BFH: Kein Abzug des Eigenverbrauchs für die Bestimmung der Nennleistung nach § 9 Abs. 1 Nr. 3 StromStG

Sachverhalt

Die Klägerin betreibt ein Blockheizkraftwerk (BHKW) in Form einer Kraft-Wärme-Kopplungsanlage (KWK-Anlage). Der in der KWK-Anlage erzeugte Strom wird in das Stromnetz der Klägerin eingespeist und in räumlichem Zusammenhang zu der KWK-Anlage an Letztverbraucher geliefert. In der vom Hersteller der Anlage ausgestellten „Errichterbestätigung“ über die Parameter der Anlage betrug die Brutto-Stromerzeugung der Anlage 2.020 kW. Unter Abzug von Transformatorenverlusten i.H.v. 15 kW sowie eines Eigenbedarfs für Zu- und Abluftventilator sowie Schmieröl und Kühlwasserpumpen von 53 kW ergab sich eine Nennleistung des BHKW i.H.v. 1.952 KW (1,952 MW). Zudem hatte das Bundesamt für Wirtschaft und Ausfuhrkontrolle der Klägerin mit Zulassungsbescheid vom 22.06.2005 bestätigt, dass es sich um eine sog. „kleine KWK-Anlage mit einer Leistung von 1,975 Megawatt handelte“.

Zwischen den Parteien war nunmehr streitig, ob es sich bei der von der Klägerin betriebenen Anlage um eine Anlage mit einer Nennleistung von unter 2 MW i.S.d. § 9 Abs. 1 Nr. 3 StromStG handelt.

Entscheidung

Der Bundesfinanzhof (BFH) hat die von der Klägerin betriebene Anlage als eine Anlage mit einer Nennleistung von über 2 MW eingestuft. Für die Klägerin bestehe daher für das Streitjahr kein Anspruch auf eine Steuerbefreiung nach § 9 Abs. 1 Nr. 3 StromStG.

Nach § 9 Abs. 1 Nr. 3 StromStG ist Strom von der Steuer befreit, wenn er in Anlagen mit einer Nennleistung von bis zu 2 MW erzeugt und in räumlichem Zusammenhang zu dieser Anlage entnommen und vom demjenigen, der die Anlage betreibt oder betreiben lässt, geleistet wird. Der Gesetzgeber begünstigt daher nur verhältnismäßige kleine Anlagen, die die definierte Leistungsgrenze von 2 MW nicht überschreiten.

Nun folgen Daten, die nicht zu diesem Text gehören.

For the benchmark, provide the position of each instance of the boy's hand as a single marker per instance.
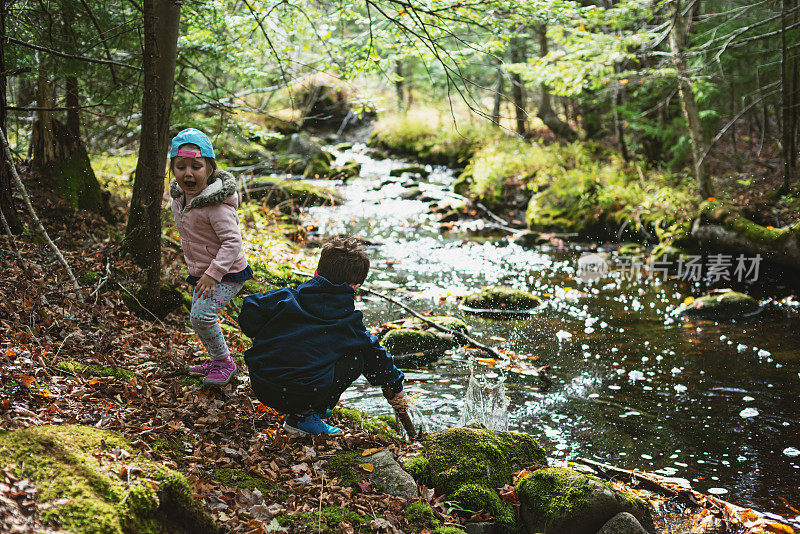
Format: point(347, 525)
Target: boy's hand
point(398, 402)
point(205, 287)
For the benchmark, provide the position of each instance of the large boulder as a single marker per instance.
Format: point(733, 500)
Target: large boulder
point(722, 305)
point(458, 456)
point(92, 480)
point(469, 464)
point(557, 500)
point(500, 298)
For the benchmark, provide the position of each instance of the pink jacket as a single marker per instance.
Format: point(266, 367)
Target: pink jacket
point(209, 227)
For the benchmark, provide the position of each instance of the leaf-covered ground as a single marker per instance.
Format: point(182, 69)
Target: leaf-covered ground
point(98, 364)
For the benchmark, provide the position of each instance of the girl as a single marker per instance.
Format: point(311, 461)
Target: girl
point(204, 205)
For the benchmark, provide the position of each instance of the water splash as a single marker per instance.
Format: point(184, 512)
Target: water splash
point(485, 402)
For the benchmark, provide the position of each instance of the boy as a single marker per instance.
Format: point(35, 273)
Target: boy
point(310, 344)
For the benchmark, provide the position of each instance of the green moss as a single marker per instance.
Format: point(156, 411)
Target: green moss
point(554, 492)
point(419, 468)
point(242, 479)
point(88, 277)
point(715, 211)
point(428, 137)
point(557, 492)
point(420, 516)
point(373, 425)
point(728, 305)
point(95, 370)
point(273, 191)
point(501, 298)
point(274, 276)
point(73, 471)
point(460, 456)
point(326, 521)
point(344, 465)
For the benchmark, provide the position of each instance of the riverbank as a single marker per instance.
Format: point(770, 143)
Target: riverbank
point(589, 193)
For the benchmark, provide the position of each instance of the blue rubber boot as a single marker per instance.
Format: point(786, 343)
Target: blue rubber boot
point(304, 425)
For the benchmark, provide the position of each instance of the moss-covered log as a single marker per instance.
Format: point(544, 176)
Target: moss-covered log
point(88, 482)
point(725, 228)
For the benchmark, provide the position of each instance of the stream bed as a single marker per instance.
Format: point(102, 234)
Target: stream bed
point(634, 385)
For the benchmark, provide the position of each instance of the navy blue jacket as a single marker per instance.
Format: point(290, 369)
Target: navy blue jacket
point(299, 334)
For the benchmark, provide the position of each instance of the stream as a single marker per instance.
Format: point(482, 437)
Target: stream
point(634, 385)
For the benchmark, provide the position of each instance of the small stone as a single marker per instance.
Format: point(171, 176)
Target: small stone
point(388, 477)
point(622, 523)
point(722, 305)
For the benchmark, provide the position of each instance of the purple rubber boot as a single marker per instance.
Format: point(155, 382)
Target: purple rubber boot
point(221, 373)
point(201, 369)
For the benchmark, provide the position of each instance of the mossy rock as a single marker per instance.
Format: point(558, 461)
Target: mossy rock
point(88, 277)
point(269, 276)
point(344, 465)
point(346, 171)
point(242, 479)
point(459, 456)
point(170, 299)
point(501, 298)
point(410, 169)
point(630, 249)
point(567, 206)
point(78, 479)
point(420, 516)
point(327, 521)
point(95, 370)
point(557, 500)
point(476, 497)
point(727, 305)
point(341, 147)
point(299, 193)
point(381, 426)
point(419, 468)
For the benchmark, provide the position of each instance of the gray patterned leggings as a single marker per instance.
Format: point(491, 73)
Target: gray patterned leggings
point(204, 318)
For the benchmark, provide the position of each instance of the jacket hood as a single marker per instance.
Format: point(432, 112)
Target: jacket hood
point(324, 299)
point(221, 185)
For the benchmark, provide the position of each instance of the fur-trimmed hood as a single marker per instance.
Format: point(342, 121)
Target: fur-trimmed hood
point(221, 185)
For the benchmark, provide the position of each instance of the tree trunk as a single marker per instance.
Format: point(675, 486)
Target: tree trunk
point(546, 113)
point(498, 93)
point(42, 138)
point(517, 90)
point(398, 85)
point(7, 204)
point(73, 101)
point(786, 108)
point(143, 233)
point(677, 41)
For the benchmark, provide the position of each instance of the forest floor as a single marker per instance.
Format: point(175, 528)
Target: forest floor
point(204, 433)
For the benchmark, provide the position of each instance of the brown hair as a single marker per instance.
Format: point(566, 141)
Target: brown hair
point(344, 261)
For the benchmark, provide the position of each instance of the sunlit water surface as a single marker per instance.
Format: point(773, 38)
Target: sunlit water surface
point(634, 385)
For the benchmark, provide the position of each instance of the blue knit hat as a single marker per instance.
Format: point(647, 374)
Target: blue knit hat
point(195, 137)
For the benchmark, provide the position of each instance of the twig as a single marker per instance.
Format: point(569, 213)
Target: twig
point(11, 241)
point(439, 327)
point(141, 305)
point(10, 160)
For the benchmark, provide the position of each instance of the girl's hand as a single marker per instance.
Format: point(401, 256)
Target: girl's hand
point(205, 287)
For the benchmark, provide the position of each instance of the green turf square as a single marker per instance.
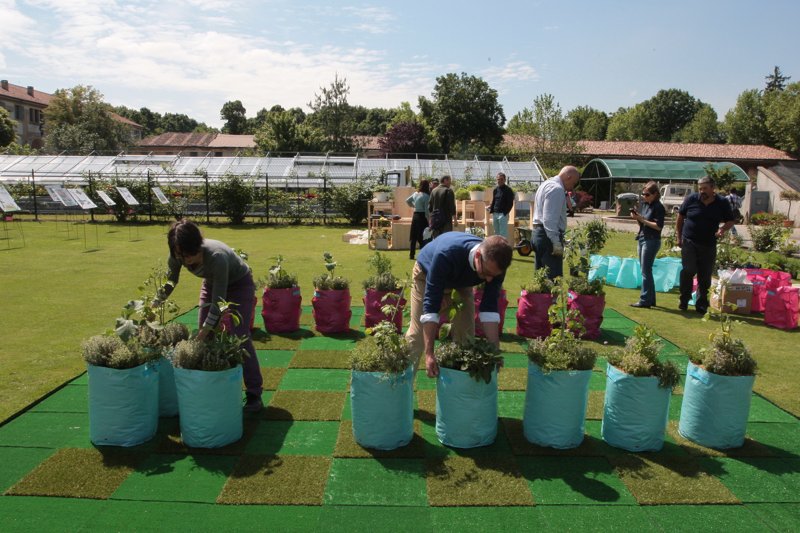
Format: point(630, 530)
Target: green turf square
point(19, 461)
point(288, 437)
point(574, 481)
point(274, 358)
point(455, 480)
point(398, 482)
point(315, 379)
point(321, 359)
point(347, 447)
point(305, 405)
point(177, 478)
point(658, 479)
point(758, 479)
point(277, 480)
point(78, 473)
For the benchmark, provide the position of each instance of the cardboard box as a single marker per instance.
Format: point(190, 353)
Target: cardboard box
point(739, 295)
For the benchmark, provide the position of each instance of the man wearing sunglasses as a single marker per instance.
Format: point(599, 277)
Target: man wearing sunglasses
point(456, 261)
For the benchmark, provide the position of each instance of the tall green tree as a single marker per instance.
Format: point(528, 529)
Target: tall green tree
point(463, 111)
point(78, 120)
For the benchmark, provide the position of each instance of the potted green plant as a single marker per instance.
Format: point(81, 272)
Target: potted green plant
point(208, 378)
point(281, 301)
point(331, 301)
point(466, 393)
point(719, 385)
point(380, 288)
point(534, 301)
point(638, 388)
point(559, 370)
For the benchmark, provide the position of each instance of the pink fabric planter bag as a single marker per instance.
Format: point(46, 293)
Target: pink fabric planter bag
point(532, 321)
point(331, 310)
point(502, 305)
point(281, 310)
point(373, 301)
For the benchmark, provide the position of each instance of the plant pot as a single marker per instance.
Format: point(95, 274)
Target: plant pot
point(281, 309)
point(532, 320)
point(383, 408)
point(211, 406)
point(466, 409)
point(331, 310)
point(635, 412)
point(502, 305)
point(715, 408)
point(555, 407)
point(123, 405)
point(373, 302)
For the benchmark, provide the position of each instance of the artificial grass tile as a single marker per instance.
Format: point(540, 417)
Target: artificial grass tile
point(19, 461)
point(691, 518)
point(510, 404)
point(762, 410)
point(347, 447)
point(277, 480)
point(321, 359)
point(577, 481)
point(314, 379)
point(292, 437)
point(177, 478)
point(656, 479)
point(274, 358)
point(512, 379)
point(78, 473)
point(46, 430)
point(455, 480)
point(377, 482)
point(758, 479)
point(305, 405)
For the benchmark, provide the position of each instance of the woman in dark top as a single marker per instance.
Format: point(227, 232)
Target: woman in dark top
point(651, 221)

Die Definition der Nennleistung war streitig. Die Klägerin war der Auffassung, bei der Definition des Begriffs der Nennleistung seien die Bestimmungen des Kraft-Wärme-Kopplungsgesetz (KWKG) und die hierzu veröffentlichten Kommentierungen heranzuziehen. Die Nennleistung einer Anlage könne sich grundsätzlich aus den Herstellungsunterlagen ergeben und sich sowohl auf die Brutto- als auch auf die Nettoleistung beziehen.

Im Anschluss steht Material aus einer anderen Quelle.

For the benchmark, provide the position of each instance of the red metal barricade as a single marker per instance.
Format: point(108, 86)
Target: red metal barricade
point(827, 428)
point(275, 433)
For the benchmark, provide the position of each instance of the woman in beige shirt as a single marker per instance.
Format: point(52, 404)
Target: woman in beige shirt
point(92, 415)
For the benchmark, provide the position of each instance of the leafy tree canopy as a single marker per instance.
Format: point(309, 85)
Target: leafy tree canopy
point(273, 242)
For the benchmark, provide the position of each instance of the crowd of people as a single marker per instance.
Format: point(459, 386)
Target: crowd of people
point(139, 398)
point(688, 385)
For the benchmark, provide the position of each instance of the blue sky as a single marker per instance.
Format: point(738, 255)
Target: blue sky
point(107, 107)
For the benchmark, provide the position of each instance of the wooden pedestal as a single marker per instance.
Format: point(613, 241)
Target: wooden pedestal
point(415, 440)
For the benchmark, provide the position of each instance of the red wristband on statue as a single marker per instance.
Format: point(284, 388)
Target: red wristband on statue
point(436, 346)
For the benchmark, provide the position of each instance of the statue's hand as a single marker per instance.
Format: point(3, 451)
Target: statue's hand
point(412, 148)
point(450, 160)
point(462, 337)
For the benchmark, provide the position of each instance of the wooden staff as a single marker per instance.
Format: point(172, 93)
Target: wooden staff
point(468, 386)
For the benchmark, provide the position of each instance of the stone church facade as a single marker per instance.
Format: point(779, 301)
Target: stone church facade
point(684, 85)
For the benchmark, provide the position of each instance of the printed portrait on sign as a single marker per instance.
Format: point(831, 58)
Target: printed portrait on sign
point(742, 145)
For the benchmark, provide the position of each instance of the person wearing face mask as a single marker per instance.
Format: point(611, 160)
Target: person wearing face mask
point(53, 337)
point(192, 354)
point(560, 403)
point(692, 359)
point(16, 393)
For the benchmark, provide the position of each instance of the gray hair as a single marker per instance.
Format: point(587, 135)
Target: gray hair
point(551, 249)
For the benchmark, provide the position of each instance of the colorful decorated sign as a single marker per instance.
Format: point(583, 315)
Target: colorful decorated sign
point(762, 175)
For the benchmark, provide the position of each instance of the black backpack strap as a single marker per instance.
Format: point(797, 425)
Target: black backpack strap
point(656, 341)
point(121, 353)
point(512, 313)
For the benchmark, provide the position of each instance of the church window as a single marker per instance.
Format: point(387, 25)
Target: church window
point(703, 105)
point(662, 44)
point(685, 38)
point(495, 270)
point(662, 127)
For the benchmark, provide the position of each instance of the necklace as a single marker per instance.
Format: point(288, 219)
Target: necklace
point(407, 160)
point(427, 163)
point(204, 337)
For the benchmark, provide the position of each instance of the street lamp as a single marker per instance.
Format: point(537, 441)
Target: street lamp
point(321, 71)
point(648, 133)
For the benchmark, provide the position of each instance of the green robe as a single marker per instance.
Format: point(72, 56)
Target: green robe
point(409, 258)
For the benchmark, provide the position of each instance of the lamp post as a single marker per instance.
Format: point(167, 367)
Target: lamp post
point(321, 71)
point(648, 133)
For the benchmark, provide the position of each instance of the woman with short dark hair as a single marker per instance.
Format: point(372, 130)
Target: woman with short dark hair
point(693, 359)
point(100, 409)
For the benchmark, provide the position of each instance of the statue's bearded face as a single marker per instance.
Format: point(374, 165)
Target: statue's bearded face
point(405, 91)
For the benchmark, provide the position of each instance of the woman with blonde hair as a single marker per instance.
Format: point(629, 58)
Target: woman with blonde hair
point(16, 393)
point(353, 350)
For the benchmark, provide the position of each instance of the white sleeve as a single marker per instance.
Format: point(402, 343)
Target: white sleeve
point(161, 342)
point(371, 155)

Diesem Argument der Klägerin hat der BFH eine klare Absage erteilt. Obschon dem Stromsteuergesetz und auch der Stromsteuer-Durchführungsverordnung weder eine eigenständige Definition der „Nennleistung“ noch eine Verweisung auf Rechtsvorschriften außerhalb des Stromsteuerrechts zu entnehmen ist, lassen sich aus dem KWKG keine verbindlichen Vorgaben für die Auslegung des Begriffs der Nennleistung i.S.d. § 9 Abs. 1 Nr. 3 StromStG entnehmen. Die ergebe sich bereits schon deshalb, da die Stromsteuerbefreiung für Kleinanlagen im Zeitpunkt der Verabschiedung des KWKG bereits bestanden habe. Daher könne eine Bezugnahme des Stromsteuergesetzes auf die Bestimmung des KWKG dem Willen des Gesetzgebers nicht entnommen werden. Auch aus der gesetzlichen Bestimmung des § 9 Abs. 1 Nr. 3 StromStG lasse sich nicht entnehmen, dass die Erklärung des Herstellers der Stromerzeugungsanlage (sog. Errichterbestätigung) eine Bindungswirkung entfalte.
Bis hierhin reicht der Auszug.